Use of Relaxation Factors in CFD Analysis
Use of Relaxation Factors in CFD Analysis
Relaxation factors play a vital role in determining the rate of convergence for CFD simulation. For instance, for a stable solution with respect to combustion modeling lower relaxation factors are required. When the relaxation factor is less than one it is said to be under relaxed and it is called over relaxed when the relaxation factor is more than one. Relaxation factor is always a constant and it is multiplied to the algebraic equations to alter the path of the iteration. Usually some system of equations does not converge easily. It takes a lot of memory and time for them to converge without the introduction of relaxation factors. This expense of memory and time also costs other resources like manpower to monitor the iteration.

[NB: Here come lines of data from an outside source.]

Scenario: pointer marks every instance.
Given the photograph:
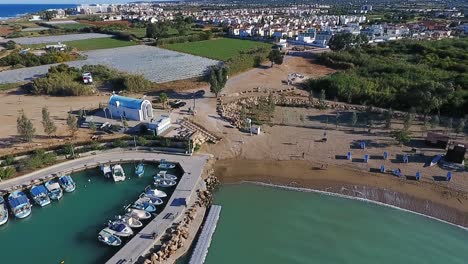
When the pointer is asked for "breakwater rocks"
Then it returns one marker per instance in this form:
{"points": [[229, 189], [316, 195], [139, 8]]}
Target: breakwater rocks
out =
{"points": [[178, 234]]}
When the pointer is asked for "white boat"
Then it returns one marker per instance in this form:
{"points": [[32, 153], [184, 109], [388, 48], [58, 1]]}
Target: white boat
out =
{"points": [[67, 183], [141, 214], [3, 211], [55, 192], [106, 170], [119, 228], [118, 174], [155, 193], [140, 170], [163, 175], [163, 164], [131, 220], [108, 238], [164, 183], [19, 204], [152, 200], [141, 205], [435, 160], [40, 195]]}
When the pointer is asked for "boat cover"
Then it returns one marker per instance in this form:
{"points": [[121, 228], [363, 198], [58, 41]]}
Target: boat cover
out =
{"points": [[65, 180], [38, 190], [53, 186], [18, 201]]}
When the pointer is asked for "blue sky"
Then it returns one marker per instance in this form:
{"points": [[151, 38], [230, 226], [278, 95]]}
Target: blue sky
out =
{"points": [[63, 1]]}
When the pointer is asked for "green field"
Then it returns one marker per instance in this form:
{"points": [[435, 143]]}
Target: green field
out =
{"points": [[100, 43], [218, 49], [74, 26]]}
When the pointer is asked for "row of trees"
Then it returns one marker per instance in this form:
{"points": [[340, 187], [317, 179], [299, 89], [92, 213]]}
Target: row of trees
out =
{"points": [[27, 131], [431, 77]]}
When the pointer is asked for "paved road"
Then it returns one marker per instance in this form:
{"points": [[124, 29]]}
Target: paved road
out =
{"points": [[157, 65]]}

Relaxation method in fluid mechanics:
Most of the problems in fluid mechanics are solved using point iterative techniques such as Gauss-Jordan technique or Gauss-Seidel method. When the under relaxed values are applied to the successive iterations of the above mentioned methods the convergence rate of the solution increases. The real challenge is to determine the best relaxation factor which is only possible by a trial and error method. The optimum value of the relaxation factor is purely mesh dependent and is specific to a particular problem. However, it will be advantageous if we can select a relaxation parameter which minimizes the number for iterations required while conserving the stability of the solution as well.
Consequences of using relaxation factors:
When inappropriate relaxation factors are used the solution vectors oscillate violently and the results obtained are not useful for interpretation. The residuals obtained from the iterations must converge to zero with successive iterations, if does not converge then it is understandable that a relevant relaxation factor must be introduced.
Difficulties in introducing relaxation factors:
Occasionally, an user may make changes in the under-relaxation factors and resume the iteration, only to find that the residuals have increased. A cautious approach is to save a case file before making any changes to the relaxation factors, and to give the solution algorithm a few iterations to adjust to the new variables. Typically, any change in the under-relaxation factors brings about a slight increase in the residuals, however these increases usually disappear as the solution progresses. If the residuals jump by a few orders of magnitude, one should consider halting the iteration and returning to the last best data file saved.